While the new legislation will triple the amount the US currently has earmarked for AIDS, critics point out that the plan is outmoded given its emphasis on abstinence rather than proven safe-sex education techniques.
Some ponder if Bush's new AIDS czar Randall Tobias will transfer the bulk of the designated funds to US pharmaceutical interests in the region rather than companies who produce cheap generic versions of life-extending medicines. Tobias is the former chairman of American pharmaceutical giant Eli Lilly.
Others are quick to point out that the $15 billion figure is a mere symbolic benchmark; actual funding levels are subject to congressional whim, while, at the moment, there is not enough money in the 2004 foreign aid budget to fund the AIDS bill. Bush has made holding down federal spending on nearly all non-military programmes a cornerstone of his agenda.

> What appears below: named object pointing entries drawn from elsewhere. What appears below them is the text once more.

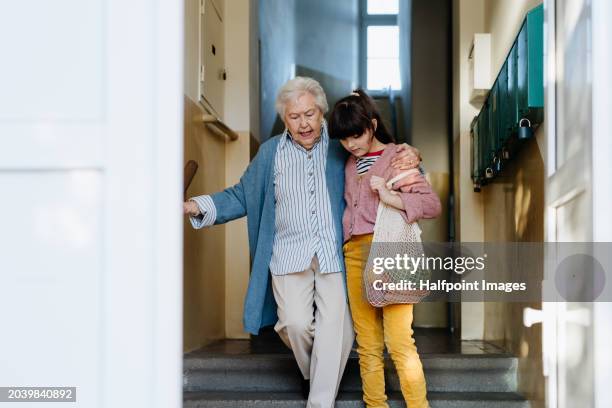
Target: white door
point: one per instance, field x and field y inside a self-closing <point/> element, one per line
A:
<point x="578" y="193"/>
<point x="90" y="181"/>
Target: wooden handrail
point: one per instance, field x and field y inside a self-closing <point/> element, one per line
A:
<point x="216" y="125"/>
<point x="190" y="170"/>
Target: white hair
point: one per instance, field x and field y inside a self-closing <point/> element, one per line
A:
<point x="296" y="87"/>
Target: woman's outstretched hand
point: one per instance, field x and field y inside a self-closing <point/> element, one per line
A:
<point x="191" y="208"/>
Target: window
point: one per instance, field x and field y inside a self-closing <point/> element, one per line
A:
<point x="380" y="45"/>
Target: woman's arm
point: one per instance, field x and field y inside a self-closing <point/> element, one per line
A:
<point x="226" y="205"/>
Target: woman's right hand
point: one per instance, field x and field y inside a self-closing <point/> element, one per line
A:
<point x="191" y="208"/>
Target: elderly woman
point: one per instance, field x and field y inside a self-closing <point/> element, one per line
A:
<point x="292" y="195"/>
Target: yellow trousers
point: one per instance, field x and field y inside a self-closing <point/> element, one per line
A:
<point x="377" y="327"/>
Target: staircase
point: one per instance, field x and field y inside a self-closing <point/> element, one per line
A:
<point x="243" y="374"/>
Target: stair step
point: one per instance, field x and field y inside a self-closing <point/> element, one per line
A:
<point x="229" y="399"/>
<point x="278" y="373"/>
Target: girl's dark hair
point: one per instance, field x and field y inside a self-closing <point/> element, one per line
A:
<point x="353" y="114"/>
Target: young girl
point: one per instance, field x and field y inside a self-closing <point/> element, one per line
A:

Today, an estimated 30 million people in sub- Saharan Africa are infected with HIV, a disproportionate 70 per cent of the global total. Only a tiny fraction have access to the life- extending medicines that are making HIV and AIDS in the West a largely manageable chronic illness.
Beyond the AIDS epidemic, civil wars stretching from Liberia to the Congo continue to plague the continent. Famines such as Ethiopia's have put populations on edge; according to Save the Children, nearly 12 million Ethiopians are in urgent need of food aid, while poverty continues to grip the majority of the continent.
According to the United Nations Development Programme (UNDP), over one half the population of sub-Saharan Africa lives on less than one dollar a day, while a report issued by the same agency on the eve of President Bush's visit found that 20 African countries ranked dead last on a list of economic development indicators for the world's nations.
Whatever his interests, and however brisk the visit (President Bush spent just over three hours in Uganda and a whopping six hours in Botswana), his gesture remains an important one, for Africa's fate will doubtless be tied to that of the rest of the world in the ensuing decade. American presidents do not often pay state visits to Africa, while this particular one, combined with US gesturing towards keeping a fragile peace in a fractured Liberia, may be a first step towards bringing the continent, nearly forgotten, back into the collective consciousness.